I don't fish tournaments and have no interest in doing so. I enjoy fishing new lakes but it is not the end of the world if I don't catch anything.

There is no way I'd spend $200 for a planner, but for 20 bucks I'll take a flyer on anything. So I took a flyer on Explorer.

Explorer loads and resides on your hardrive from a DVD. It claims to have over 10,000 lake maps and it has already had 2 updates and 52 additional lakes added since it was released a couple weeks ago. The update downloads are free off the Navionics site.

You can plot tracks, routes and set waypoints right on you PC and transfer them to your GPS. You can also transfer the same information from your GPS to your PC. The transfer is quick and easy.

I tested the track transfer by plotting a few tracks around town and then driving them in the truck (there is a surprising amount of land detail too, especially my town...including residential streets). Every track was dead on. This gives me confidence for when I try it on the water.

The GPS menu is used for GPS planning and programming only. Explorer does not include the ability to plot a real time GPS position or navigate with GPS in real time. Apparently an upgrade is available if you want to add this functionality.

The written instructions are apparently written on the assumption you will throw them away. They get you started and that's about it. But the Help menu is well written, easy to understand and easy to follow. Garmin's manual writers should take a few lessons.

The 3D feature is a POS. It must be for marketing because it is worthless in my opinion. It's nothing more than a bad video game.

The weakest part of this program are the maps. They are average at best. Most of the maps in my Ohio maps are in 5 or 10 ft. contours and none of them are very accurate. For example, Portage Lakes has two boat ramp areas and neither are marked on the map! It is unlikely that you'll find a honey hole based on these maps but at least they should point you in the right direction.

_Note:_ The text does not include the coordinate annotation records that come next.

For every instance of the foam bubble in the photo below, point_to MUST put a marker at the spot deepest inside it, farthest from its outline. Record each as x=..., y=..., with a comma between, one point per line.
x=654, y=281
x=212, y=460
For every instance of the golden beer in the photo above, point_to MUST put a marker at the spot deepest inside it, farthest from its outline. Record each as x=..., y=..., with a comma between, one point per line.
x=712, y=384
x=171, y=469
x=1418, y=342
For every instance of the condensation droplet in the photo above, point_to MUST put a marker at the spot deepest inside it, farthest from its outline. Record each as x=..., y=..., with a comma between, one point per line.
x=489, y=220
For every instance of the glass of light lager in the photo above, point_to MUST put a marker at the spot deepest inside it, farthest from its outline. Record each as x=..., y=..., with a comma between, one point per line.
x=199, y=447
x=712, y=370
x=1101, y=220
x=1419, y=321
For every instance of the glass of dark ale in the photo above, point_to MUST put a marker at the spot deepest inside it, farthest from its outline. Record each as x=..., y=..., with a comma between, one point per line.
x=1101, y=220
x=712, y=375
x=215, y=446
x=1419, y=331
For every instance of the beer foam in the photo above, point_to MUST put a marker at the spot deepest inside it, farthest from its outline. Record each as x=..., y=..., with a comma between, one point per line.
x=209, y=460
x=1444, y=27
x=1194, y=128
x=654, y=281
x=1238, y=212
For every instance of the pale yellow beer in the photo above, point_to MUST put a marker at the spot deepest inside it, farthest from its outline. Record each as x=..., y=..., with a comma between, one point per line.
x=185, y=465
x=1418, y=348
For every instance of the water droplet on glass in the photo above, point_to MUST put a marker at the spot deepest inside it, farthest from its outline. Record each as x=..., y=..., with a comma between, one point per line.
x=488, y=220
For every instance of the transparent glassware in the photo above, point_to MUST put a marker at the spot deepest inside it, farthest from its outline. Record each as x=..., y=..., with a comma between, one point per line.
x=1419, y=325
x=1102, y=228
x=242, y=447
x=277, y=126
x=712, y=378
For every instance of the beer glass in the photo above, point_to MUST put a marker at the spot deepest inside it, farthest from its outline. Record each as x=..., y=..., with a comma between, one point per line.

It is called HotMaps and not HotSpots for a reason.

The lack of detail and accuracy is offset somewhat by the Google Earth plug-in. On a split screen you can see a satellite view of the the portion of the lake map you are reviewing, at the same scale. It is cool and helps orient things a bit.

HD maps are available on a limited basis at $20 a pop, with one free download included with the program

Explorer will be an excellent way to organize your waypoint, track and route library. It will be a mediocre way to plan a fishing trip, but certainly better than nothing. In most cases it will get you on the lake and headed in the right direction.

Is it worth $20? You bettcha, especially to us handheld guys. Is it worth much more? Probably not.

Is it worth it to you guys who expect detail and accuracy? No way. Keep saving your pennies for the HD stuff.

The cheapest I've found it is $19.95 + 7.95 shipping = 27.90. This is a savings of $10.00 compared to the manufacturer's web page, at this site: http://www.landfallnavigation.com/

Buick


----------



## fishingguy (Jan 5, 2006)

A few months ago I stumbled on to a website that offered free maps. I messed around with it for awhile, checked it's accuracy with some of my known waypoints, and looks to be quite accurate. I've only messed with lake erie and mosquito, but I would think any lake in the country is in there. It will never replace a chip, but allows a number of options. Even downloading to gps if you have the software. So if you have a magellan gps you would need a mapsend product downloaded to your computer for example. I just put the cursor on the spot and write down the coordinance, put it threw the converter, (gives you the decimal) and enter in the gps. Try it, see what you think.
http://www.findyourwater.com/register.php


----------



## Buick Riviera (Jul 15, 2007)

Cool site! It does a lot of what Explorer does, for free! Thank

Buick


----------